Researchers use multiple lasers to create reproducible coherent light structures at wavelength level

Scientists from Japan have employed theoretical calculations to model the optical radiation force distribution induced by an arbitral light pattern including an interference pattern. Based on the simulations, they were able to fabricate nano-sized structures in array that may lead to new optical devices, such as chirality sensors.

The ability to manipulate physical objects, such as spacecraft, with beams of light has been a staple of science fiction novels and television shows. However, due to its usefulness in fabricating and handling nanotech devices, scientists have been working to make it a reality, albeit on much smaller scales. Optical array structures can be formed by multiple laser pulses, but the reproducibility deteriorates based on fluctuations in positioning and power of the laser. A more reliable method is needed for create any desired small pattern.

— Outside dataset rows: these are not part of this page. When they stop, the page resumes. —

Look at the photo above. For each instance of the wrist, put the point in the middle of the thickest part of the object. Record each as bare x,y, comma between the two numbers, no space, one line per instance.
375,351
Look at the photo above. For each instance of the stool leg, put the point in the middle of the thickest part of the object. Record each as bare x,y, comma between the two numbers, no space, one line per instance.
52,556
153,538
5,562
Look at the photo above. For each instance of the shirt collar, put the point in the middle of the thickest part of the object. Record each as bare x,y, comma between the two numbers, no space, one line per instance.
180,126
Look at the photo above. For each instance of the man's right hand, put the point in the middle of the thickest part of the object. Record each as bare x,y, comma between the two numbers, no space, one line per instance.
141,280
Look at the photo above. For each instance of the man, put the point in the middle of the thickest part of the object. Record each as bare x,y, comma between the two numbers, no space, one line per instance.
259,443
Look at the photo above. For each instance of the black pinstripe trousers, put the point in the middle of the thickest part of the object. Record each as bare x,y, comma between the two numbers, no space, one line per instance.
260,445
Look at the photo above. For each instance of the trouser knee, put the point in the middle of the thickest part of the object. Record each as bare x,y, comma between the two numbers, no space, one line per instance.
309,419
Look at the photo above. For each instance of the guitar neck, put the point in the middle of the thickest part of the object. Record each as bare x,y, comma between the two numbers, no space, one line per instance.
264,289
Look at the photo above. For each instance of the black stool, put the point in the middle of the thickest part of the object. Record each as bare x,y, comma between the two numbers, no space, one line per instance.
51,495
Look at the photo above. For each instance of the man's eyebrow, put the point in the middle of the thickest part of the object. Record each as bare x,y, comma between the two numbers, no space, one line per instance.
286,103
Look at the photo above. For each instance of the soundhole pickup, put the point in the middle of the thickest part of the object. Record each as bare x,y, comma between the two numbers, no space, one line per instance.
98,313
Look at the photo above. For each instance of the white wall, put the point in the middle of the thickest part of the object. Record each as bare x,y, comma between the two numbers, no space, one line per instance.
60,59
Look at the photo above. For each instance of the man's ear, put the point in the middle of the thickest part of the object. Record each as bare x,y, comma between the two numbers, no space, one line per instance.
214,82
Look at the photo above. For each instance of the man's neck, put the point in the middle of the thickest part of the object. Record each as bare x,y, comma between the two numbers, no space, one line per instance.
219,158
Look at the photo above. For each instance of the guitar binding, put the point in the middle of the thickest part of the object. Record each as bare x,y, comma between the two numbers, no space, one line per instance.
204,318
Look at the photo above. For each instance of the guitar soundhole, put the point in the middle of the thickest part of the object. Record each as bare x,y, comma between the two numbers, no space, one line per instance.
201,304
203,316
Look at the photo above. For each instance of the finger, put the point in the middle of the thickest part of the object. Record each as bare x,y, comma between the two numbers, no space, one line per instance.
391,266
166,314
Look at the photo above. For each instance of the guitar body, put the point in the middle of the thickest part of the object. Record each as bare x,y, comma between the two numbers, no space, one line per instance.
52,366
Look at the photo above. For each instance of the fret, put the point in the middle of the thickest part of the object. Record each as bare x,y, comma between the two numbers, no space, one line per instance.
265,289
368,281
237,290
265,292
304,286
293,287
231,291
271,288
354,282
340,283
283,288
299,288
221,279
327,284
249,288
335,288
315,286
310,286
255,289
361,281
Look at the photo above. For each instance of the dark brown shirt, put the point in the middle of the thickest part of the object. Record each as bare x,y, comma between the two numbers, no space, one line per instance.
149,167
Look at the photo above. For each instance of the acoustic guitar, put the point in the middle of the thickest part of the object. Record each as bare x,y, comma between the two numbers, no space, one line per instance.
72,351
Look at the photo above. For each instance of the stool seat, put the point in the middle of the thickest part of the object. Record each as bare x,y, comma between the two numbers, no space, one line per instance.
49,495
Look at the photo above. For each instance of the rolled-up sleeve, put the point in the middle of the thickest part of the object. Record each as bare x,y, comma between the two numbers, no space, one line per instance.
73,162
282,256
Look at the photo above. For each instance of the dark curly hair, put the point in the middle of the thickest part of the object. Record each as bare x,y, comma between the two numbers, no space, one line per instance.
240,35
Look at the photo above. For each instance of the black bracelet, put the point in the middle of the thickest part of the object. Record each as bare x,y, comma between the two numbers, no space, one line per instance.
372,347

Now, a team of researchers from the Institute of Laser Engineering at Osaka University showed optical radiation force distribution induced by an interference patterns created by multiple lasers fired at the same time can be calculated using computer simulations. This allows for reproducible coherent structures to be produced accurately at the wavelength level. Under the light structures, the optical radiation pressure was computed using a cylindrical coordinate system, but by reconstructing the simulation code using a Cartesian coordinate system, the team was able to handle any given light intensity distribution.

"Simulating the optical radiation pressure distribution in a dielectric irradiated with an arbitrary light intensity pattern is now possible," says Yoshiki Nakata, first author of the study published in Scientific Reports.

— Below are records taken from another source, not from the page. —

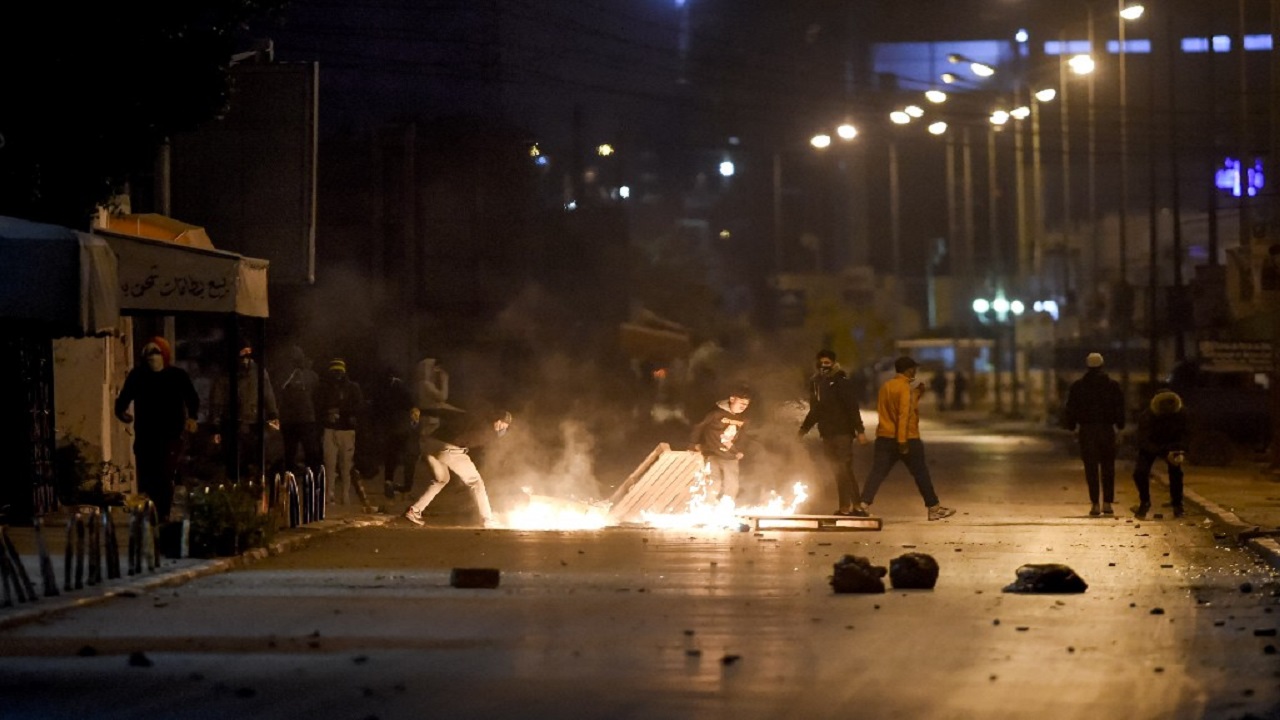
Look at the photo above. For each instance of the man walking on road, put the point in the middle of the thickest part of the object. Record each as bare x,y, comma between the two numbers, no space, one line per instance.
897,437
448,452
833,408
1095,408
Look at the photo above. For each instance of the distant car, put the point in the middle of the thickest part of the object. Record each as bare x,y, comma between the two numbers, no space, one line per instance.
1229,411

As an illustration, optical radiation force distributions for the fabrication of a device with chiral—or helical—features was simulated. A chiral structure can be formed by the optical radiation force induced using circularly polarized light. These structures are expected to be used for light control devices and molecular chirality detection devices. In this case, a diffractive optical element split a single circularly-polarized laser into either four or six coherent beams, which then interfered with each other to produce the final pattern.

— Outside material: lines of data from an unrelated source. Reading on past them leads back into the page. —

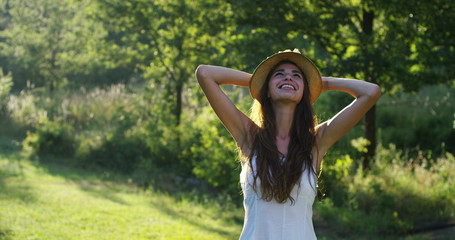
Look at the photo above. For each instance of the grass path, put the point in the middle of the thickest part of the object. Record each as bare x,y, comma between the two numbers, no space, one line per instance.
55,202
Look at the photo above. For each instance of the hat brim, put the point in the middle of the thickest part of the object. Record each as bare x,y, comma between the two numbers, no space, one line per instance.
310,71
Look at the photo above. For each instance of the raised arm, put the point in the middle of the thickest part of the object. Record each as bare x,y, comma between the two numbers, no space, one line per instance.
210,78
330,131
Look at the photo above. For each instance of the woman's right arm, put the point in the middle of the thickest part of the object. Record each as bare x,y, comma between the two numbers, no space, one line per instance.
210,78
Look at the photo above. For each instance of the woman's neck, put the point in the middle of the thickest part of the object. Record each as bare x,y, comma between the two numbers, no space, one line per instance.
284,115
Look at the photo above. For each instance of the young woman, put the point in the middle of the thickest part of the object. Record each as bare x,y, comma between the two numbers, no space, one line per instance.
281,146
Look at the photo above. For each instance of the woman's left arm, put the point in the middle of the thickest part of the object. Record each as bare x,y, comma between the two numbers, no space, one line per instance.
366,94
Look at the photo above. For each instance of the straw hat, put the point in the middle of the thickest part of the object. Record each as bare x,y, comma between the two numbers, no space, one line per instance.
310,71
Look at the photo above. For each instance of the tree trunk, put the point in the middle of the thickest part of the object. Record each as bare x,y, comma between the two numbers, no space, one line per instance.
370,135
178,108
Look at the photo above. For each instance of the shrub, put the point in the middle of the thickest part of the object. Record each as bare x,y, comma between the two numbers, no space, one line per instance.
398,193
50,138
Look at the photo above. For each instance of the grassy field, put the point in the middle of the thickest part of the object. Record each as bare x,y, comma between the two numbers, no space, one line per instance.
52,201
55,202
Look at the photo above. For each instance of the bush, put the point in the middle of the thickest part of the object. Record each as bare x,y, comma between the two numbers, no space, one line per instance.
50,138
398,193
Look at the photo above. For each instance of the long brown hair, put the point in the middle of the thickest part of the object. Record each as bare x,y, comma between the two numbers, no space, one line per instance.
278,177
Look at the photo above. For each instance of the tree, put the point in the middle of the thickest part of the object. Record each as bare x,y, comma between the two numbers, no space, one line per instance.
49,41
392,43
168,39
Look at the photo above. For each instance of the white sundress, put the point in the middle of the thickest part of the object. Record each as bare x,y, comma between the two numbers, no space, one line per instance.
277,221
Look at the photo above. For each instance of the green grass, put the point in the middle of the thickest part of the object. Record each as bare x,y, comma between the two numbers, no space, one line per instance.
51,201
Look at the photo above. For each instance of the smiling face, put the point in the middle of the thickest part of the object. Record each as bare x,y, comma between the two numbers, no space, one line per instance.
286,83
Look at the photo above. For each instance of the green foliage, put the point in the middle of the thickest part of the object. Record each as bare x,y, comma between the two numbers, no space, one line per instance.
50,138
423,119
5,86
214,153
399,193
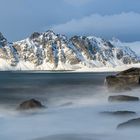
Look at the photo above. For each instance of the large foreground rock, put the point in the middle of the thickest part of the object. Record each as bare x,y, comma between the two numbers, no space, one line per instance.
123,80
122,98
130,123
30,104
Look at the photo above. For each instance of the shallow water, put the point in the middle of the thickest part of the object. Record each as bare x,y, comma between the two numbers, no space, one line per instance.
74,104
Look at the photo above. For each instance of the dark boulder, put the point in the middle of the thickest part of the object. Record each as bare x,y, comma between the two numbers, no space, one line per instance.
135,123
124,80
122,98
30,104
131,71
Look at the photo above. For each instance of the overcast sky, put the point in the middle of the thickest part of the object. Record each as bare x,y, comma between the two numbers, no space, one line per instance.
105,18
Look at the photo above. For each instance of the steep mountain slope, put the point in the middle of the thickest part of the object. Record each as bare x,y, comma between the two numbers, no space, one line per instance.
50,51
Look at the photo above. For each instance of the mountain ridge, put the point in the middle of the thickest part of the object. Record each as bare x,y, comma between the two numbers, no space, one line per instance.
50,51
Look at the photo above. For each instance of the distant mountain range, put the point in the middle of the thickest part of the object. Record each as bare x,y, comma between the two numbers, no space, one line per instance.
50,51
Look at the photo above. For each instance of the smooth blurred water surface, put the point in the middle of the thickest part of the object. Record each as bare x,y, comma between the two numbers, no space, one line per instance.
74,104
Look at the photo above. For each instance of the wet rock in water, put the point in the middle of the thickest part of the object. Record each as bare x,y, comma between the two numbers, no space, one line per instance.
131,71
123,80
122,98
121,83
130,123
30,104
119,113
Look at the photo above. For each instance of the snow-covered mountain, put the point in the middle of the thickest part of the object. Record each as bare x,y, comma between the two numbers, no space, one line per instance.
50,51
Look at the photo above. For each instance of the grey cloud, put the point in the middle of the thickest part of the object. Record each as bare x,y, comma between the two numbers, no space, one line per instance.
124,25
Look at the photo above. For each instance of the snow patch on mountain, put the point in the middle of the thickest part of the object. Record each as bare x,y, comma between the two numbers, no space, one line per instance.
50,51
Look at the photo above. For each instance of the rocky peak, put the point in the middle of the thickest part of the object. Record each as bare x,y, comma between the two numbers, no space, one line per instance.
3,40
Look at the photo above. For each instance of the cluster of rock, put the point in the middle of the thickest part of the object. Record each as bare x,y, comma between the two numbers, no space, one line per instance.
124,113
50,51
30,105
124,80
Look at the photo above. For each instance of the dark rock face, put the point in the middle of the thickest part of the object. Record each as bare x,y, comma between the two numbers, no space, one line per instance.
3,40
131,71
135,123
30,104
123,80
119,113
122,98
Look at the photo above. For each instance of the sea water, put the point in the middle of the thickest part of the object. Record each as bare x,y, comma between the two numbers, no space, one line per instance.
74,102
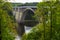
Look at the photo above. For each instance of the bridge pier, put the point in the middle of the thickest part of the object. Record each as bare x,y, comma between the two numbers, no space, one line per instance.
21,29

Simulations of the optical radiation force distribution created by the interference pattern were carried out to clarify the conditions for the formation of chiral structures in array. "Consistent with our theoretical calculations, a 6-beam interference pattern could create chiral structures, but a 4-beam interference pattern could not," says author Yuki Kosaka.

In addition to chiral structures produced this way, similar interference patterns might also be used for the creation of other two-dimensional or three-dimensional nano-periodic structures.